Something else that has changed is the quality of food and service. Last time I was in Russia, staying at my Intourist Hotel (no options) the evening meal was served at 6.30pm, and all at once. So your starter, main course (usually shoe leather in some kind of sour gravy) and desert, served by one of the world’s ugliest and least pleasant waiters and waitresses, were all laid out on the table, getting nicely cold for you. But on this trip I ate some of the most brilliant food. One restaurant in particular, Turandot, is an absolute must if you go to Moscow — it is the most beautiful restaurant I’ve ever eaten in, anywhere in the world, and served by delightful staff all dressed in frock coats and knee-breeches — with real elan! See the New York Times and Passport Magazine reviews.

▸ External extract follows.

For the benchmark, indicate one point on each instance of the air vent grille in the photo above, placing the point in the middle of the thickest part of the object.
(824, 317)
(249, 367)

One of my biggest surprises back in 1985 and even more true today is how strikingly beautiful many of Moscow’s buildings are (even more so in St Petersburg) The Moscow State University (pictured above) is both imperialistic and striking in its design and scale, and the Kremlin, despite the forboding atmosphere of Red Square, is a truly stunningly beautiful palace. And I couldn’t resist this picture of the wonderful memorial to Yuri Gagarin (pictured below), the first astronaut, who went into space in 1961. Ironically he was killed piloting a conventional plane in 1968.

Have fun if you go — just don’t toast anyone in a bar!